If a non-academic offence were to occur in an academic setting as described above and if the Faculty Board and the aggrieved party were both willing, the matter could still be pursued by either the A.M.S. or the G.S.S. Judicial Committee.
A hearing must be conducted in accordance with the rules of natural justice. These rules are divided into two separate parts:
The duty to give persons affected by the decision a reasonable opportunity for presenting their case.
The duty to listen fairly to both sides and to reach a decision untainted by bias.
While rule 1) prescribes an adequate opportunity for each side presenting proofs and arguments, it does not require in all cases that the hearing be conducted along the lines of a trial. The content of the rule varies from situation to situation. In disciplinary situations involving allegations of misconduct where the parties are the equivalent of prosecutor and defendant, the resemblance to an ordinary trial will normally be greater.
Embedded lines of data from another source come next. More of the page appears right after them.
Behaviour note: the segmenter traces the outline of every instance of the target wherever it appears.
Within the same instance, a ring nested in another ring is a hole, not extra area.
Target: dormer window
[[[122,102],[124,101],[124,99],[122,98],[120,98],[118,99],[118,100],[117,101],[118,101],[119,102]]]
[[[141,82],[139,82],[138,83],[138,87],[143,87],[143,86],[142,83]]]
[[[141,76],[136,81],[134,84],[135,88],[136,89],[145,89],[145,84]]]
The hearing process must give to the parties affected a fair opportunity for correcting or contradicting any relevant statement prejudicial to their situation. This includes the giving of sufficient notice of the hearing and the scope of that hearing as will allow affected persons to take full advantage of their right to be heard. This is also said to involve a duty to give persons affected such knowledge of the arguments and evidence presented against their interest as will make their participation in the decision-making process meaningful.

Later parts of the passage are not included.